A comissão especial que analisa a Proposta de Emenda Constitucional (PEC 215/00) que submete ao Congresso Nacional a decisão final sobre a demarcação de áreas indígenas, pode votar nesta quarta-feira (3) o parecer do relator, deputado Osmar Serraglio (PDMB-PR). O parlamentar apresentou substitutivo à proposta mantendo a demarcação pelo legislativo, porém por meio de projeto de lei, e não decreto do governo federal, como é feito atualmente, com base na Constituição.
A proposta original, do ex-deputado Almir Sá, inclui entre as atribuições exclusivas do Congresso Nacional a aprovação da demarcação das terras indígenas. Já no substitutivo, o relator determina que a demarcação seja feita por meio de lei de iniciativa privativa do presidente da República. O texto diz ainda que a lei poderá estabelecer a permuta de áreas que originalmente caberiam aos indígenas, além de vedar a ampliação de terra já demarcada.
O substitutivo também modifica o Ato das Disposições Constitucionais Transitórias, determinando que se a União não cumprir o dever de demarcar as terras indígenas no prazo constitucional previsto, ao todo cinco anos, terá de indenizar o proprietário das terras. Ao mesmo tempo, determina que procedimentos considerados em desacordo com a disposição da PEC sejam revistos no prazo de um ano.
Serraglio propõe mudanças ainda nas regras de posse das terras tradicionalmente ocupadas por indígenas, a quem é garantido, hoje, o usufruto exclusivo das riquezas do solo, dos rios e dos lagos nelas existentes.
O substitutivo diz que os índios poderão explorar essas terras direta ou indiretamente, estabelecendo uma série de exceções: ocupações configuradas como de relevante interesse público da União; instalação e intervenção de forças militares e policiais; instalação de redes de comunicação, rodovias, ferrovias e hidrovias e edificações destinadas à prestação de serviços públicos; áreas afetadas por unidades de conservação da natureza; e perímetros urbanos.
A proposta autoriza o ingresso, trânsito e permanência de não índios nas áreas indígenas, inclusive pesquisadores e religiosos, e que as comunidades indígenas em estágio avançado de interação com os não índios poderão se autodeclarar aptas a praticar atividades florestais e agropecuárias e a celebrar contratos, inclusive de arrendamento e parceria.

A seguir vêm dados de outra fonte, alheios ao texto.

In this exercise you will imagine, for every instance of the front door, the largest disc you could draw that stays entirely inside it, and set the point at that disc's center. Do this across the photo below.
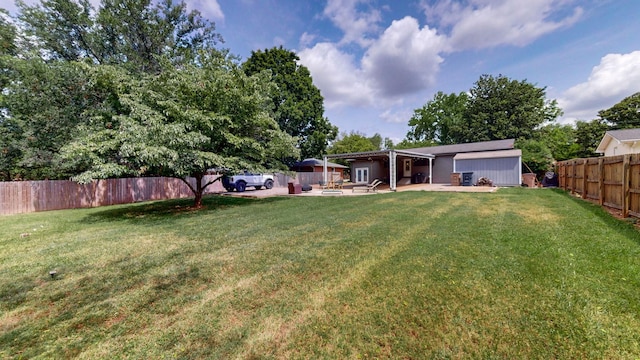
(406, 170)
(362, 175)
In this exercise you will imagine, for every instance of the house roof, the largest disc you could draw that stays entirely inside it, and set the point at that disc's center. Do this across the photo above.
(506, 144)
(317, 162)
(626, 135)
(379, 153)
(488, 154)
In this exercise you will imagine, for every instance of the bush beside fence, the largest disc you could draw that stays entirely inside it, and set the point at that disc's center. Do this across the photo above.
(612, 181)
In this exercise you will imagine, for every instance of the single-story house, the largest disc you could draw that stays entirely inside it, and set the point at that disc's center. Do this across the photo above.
(496, 160)
(317, 165)
(620, 142)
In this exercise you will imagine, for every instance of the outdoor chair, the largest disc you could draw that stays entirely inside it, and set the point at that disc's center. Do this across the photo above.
(369, 187)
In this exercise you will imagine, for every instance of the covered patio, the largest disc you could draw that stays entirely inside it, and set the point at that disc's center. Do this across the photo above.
(386, 163)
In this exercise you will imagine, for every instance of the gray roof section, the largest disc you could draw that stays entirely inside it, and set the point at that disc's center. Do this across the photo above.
(318, 162)
(506, 144)
(488, 154)
(625, 135)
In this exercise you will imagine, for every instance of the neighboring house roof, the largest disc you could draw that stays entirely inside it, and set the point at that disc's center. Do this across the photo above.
(488, 154)
(494, 145)
(622, 136)
(316, 162)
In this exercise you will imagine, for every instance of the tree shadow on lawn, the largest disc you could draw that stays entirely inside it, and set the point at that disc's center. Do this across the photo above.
(162, 211)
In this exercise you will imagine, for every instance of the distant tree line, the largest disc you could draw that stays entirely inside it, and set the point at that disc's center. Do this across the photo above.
(497, 107)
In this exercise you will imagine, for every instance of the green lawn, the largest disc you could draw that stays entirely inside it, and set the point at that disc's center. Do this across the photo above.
(515, 274)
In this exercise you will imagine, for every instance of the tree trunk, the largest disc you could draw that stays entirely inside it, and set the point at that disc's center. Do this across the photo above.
(197, 203)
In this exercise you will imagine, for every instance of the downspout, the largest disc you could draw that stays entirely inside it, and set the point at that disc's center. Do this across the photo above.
(392, 170)
(520, 171)
(430, 170)
(324, 170)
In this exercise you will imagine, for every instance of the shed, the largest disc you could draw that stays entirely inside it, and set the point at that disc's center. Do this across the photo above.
(503, 167)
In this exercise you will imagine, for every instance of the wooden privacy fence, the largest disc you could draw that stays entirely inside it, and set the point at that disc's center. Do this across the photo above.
(613, 181)
(29, 196)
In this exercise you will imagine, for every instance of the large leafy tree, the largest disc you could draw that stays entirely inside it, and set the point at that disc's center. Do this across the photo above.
(181, 123)
(440, 120)
(42, 105)
(501, 108)
(560, 140)
(132, 32)
(8, 34)
(298, 104)
(623, 115)
(536, 156)
(588, 136)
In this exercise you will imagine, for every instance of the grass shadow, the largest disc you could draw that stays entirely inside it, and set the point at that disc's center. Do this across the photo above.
(172, 209)
(630, 230)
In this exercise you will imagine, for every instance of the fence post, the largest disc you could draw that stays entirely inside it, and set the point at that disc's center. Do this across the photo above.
(573, 176)
(625, 186)
(584, 178)
(601, 181)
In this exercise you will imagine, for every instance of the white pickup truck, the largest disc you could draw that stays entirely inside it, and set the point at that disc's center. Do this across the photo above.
(241, 181)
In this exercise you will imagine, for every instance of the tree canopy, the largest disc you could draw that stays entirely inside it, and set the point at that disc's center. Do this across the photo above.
(181, 123)
(131, 32)
(298, 104)
(440, 120)
(623, 115)
(501, 108)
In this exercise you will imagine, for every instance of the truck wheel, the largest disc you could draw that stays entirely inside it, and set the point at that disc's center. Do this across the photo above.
(241, 186)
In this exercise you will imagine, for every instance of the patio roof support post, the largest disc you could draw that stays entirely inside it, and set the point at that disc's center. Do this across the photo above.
(392, 170)
(324, 170)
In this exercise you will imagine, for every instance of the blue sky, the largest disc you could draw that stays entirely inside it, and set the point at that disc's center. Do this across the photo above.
(375, 61)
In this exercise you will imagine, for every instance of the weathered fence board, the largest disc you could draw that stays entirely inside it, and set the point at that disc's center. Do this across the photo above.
(613, 181)
(29, 196)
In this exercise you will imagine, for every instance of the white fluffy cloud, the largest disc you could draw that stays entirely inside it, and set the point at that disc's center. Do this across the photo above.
(480, 24)
(404, 59)
(336, 74)
(616, 77)
(210, 9)
(356, 25)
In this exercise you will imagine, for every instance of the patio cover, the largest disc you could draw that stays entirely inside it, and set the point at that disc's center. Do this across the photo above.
(392, 154)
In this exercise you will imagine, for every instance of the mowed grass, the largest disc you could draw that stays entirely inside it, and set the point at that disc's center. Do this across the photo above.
(519, 273)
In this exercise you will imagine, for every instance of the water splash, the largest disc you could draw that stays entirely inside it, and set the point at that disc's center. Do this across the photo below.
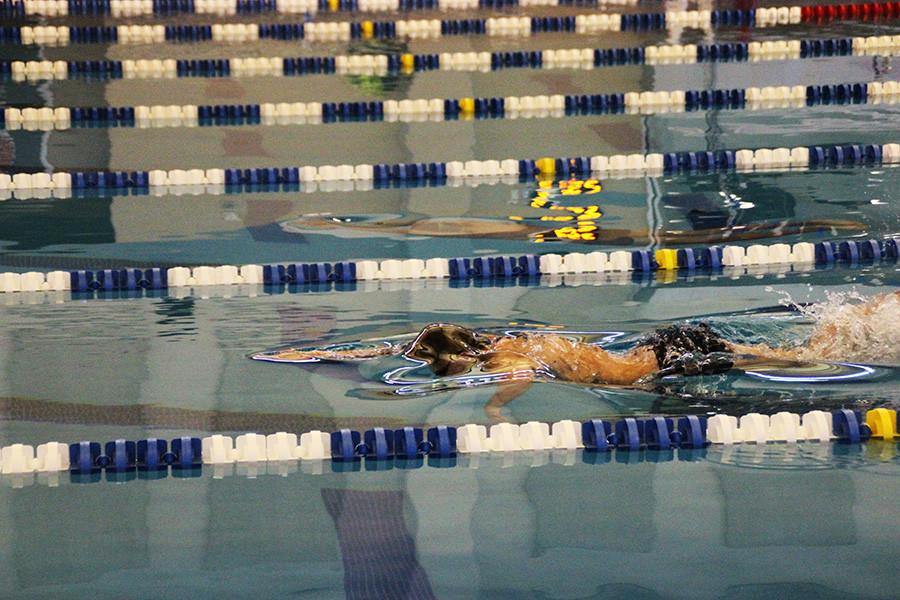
(851, 327)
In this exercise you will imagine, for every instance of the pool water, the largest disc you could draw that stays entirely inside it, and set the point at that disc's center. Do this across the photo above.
(809, 520)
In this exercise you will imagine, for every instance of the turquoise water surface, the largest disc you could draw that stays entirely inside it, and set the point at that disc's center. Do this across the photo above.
(798, 521)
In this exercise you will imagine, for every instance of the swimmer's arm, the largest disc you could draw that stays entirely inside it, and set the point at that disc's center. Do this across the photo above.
(349, 354)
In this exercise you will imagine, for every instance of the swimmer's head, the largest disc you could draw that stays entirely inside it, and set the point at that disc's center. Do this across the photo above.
(448, 349)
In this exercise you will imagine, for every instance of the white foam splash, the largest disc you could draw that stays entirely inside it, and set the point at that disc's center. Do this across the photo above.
(852, 327)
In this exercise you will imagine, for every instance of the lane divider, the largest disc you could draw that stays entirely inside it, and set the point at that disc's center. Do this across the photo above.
(445, 109)
(702, 259)
(409, 446)
(203, 291)
(133, 8)
(592, 23)
(383, 64)
(334, 31)
(442, 173)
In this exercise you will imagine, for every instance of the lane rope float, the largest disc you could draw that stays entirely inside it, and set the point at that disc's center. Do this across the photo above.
(155, 458)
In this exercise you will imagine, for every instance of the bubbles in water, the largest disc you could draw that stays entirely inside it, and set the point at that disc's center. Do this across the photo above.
(851, 327)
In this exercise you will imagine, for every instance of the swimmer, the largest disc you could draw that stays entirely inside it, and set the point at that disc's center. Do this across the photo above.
(687, 349)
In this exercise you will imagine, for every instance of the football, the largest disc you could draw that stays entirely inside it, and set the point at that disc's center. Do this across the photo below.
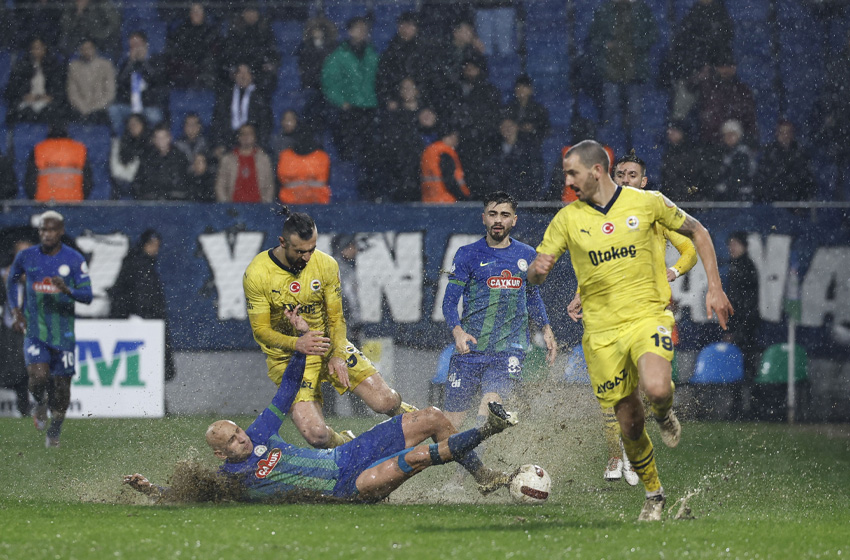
(531, 485)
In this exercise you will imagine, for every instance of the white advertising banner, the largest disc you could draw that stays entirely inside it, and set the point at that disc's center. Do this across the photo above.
(120, 370)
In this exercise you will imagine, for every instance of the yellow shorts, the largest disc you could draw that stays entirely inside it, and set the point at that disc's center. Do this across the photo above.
(316, 371)
(612, 355)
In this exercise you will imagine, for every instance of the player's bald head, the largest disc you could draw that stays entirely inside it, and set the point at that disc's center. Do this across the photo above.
(590, 153)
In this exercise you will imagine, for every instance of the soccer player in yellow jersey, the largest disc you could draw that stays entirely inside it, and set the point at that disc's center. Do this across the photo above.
(620, 268)
(630, 171)
(296, 274)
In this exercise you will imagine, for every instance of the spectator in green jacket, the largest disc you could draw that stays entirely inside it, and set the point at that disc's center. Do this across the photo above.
(348, 82)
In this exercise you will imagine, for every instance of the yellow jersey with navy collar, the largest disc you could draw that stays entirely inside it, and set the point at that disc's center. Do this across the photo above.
(616, 254)
(271, 287)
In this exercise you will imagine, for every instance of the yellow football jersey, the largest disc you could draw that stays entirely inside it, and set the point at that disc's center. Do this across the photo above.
(270, 287)
(616, 254)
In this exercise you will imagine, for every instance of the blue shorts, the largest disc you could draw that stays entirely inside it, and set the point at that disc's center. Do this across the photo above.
(366, 450)
(475, 373)
(60, 362)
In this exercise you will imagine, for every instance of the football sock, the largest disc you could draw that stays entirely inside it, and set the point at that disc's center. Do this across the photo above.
(55, 427)
(642, 456)
(661, 410)
(611, 428)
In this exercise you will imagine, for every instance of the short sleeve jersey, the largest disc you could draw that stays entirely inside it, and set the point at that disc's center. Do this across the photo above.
(616, 254)
(49, 312)
(495, 293)
(271, 287)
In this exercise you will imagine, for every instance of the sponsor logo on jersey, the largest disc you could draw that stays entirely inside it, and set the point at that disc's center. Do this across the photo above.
(45, 287)
(612, 254)
(610, 384)
(504, 282)
(267, 465)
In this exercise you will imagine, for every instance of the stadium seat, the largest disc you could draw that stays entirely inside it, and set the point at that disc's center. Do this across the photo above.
(98, 144)
(184, 101)
(26, 136)
(718, 363)
(774, 365)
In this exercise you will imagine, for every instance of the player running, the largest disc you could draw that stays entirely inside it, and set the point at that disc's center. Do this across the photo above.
(56, 277)
(630, 171)
(620, 268)
(492, 337)
(266, 468)
(294, 274)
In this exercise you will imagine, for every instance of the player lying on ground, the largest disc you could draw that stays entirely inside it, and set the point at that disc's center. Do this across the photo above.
(263, 467)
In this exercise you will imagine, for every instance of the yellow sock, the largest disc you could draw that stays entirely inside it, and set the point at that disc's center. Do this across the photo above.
(642, 456)
(611, 428)
(661, 410)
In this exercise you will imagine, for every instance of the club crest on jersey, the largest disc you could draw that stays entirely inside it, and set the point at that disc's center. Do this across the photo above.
(267, 465)
(45, 287)
(506, 281)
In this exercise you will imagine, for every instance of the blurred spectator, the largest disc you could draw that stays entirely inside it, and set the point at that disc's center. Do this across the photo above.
(681, 166)
(36, 87)
(98, 20)
(304, 171)
(348, 82)
(495, 23)
(518, 170)
(737, 166)
(91, 86)
(286, 137)
(238, 106)
(320, 40)
(13, 371)
(442, 173)
(201, 179)
(405, 56)
(126, 154)
(37, 18)
(402, 144)
(531, 116)
(193, 141)
(162, 170)
(245, 174)
(478, 115)
(784, 172)
(702, 39)
(723, 97)
(621, 34)
(140, 85)
(138, 290)
(191, 50)
(58, 169)
(250, 40)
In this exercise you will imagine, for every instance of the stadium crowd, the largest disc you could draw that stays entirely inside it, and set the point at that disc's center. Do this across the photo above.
(421, 121)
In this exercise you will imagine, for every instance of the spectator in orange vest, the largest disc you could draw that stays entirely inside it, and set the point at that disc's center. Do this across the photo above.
(304, 171)
(442, 173)
(58, 169)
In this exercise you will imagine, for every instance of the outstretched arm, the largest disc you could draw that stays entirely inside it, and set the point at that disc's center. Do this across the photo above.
(716, 302)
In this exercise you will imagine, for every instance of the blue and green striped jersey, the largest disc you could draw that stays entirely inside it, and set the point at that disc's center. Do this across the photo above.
(276, 467)
(497, 299)
(49, 312)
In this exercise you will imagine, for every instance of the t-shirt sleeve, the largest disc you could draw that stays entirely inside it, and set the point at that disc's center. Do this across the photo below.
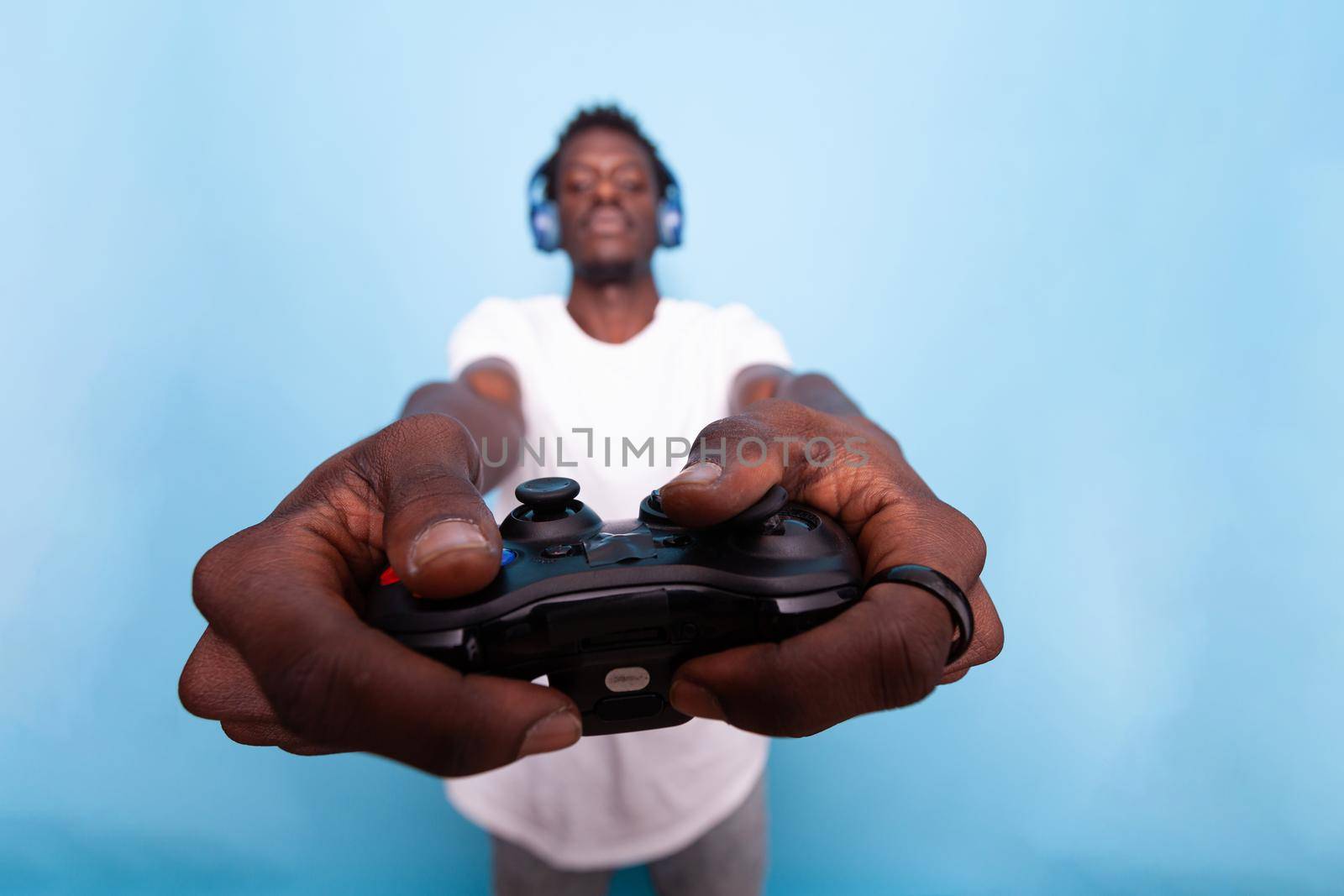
(749, 340)
(488, 331)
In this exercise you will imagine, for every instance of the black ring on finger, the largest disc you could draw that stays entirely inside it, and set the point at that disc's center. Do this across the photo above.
(945, 590)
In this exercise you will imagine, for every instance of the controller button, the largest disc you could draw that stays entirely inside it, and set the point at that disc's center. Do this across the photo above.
(627, 679)
(759, 512)
(633, 707)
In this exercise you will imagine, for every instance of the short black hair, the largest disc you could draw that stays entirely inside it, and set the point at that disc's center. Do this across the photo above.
(613, 118)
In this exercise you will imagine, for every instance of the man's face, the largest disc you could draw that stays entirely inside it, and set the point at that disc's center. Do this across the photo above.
(606, 194)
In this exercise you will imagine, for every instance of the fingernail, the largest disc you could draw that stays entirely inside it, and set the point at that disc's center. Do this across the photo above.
(444, 537)
(555, 731)
(694, 700)
(702, 473)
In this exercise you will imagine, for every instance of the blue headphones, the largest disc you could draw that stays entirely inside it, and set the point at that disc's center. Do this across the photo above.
(544, 217)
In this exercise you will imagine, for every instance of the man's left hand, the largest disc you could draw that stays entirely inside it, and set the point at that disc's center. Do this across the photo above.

A proposta do deputado, que integra a bancada ruralista do Congresso, foi repudiada com veemência em nota divulgada pelo Conselho Indigenista Missionário (Cimi).
A entidade alerta que tanto a PEC como o substitutivo são “descaradamente inconstitucionais e ultrajantes aos povos indígenas”, já que inviabilizam novas demarcações, reabrem procedimentos administrativos já finalizados, e legalizam a invasão, posse e exploração das terras demarcadas. Entre os territórios ameaçados, estão os Tupinikim e Guarani de Aracruz, norte do Estado.
“Com um Congresso Nacional dominado pelo ruralismo e interesses das grandes corporações empresariais multinacionais do campo, a consequência prática disso seria o total impedimento de novas demarcações de terras”. Situação que criaria profunda fragilidade e instabilidade jurídica e política às comunidades tradicionais, como destaca a entidade.
Em carta enviada aos povos indígenas em outubro deste ano, a presidente Dilma Rousseff reiterou oposição à PEC 215, por considerá-la inconstitucional. “Nada em nossa Constituição será alterado com relação aos direitos dos povos indígenas”, garantiu.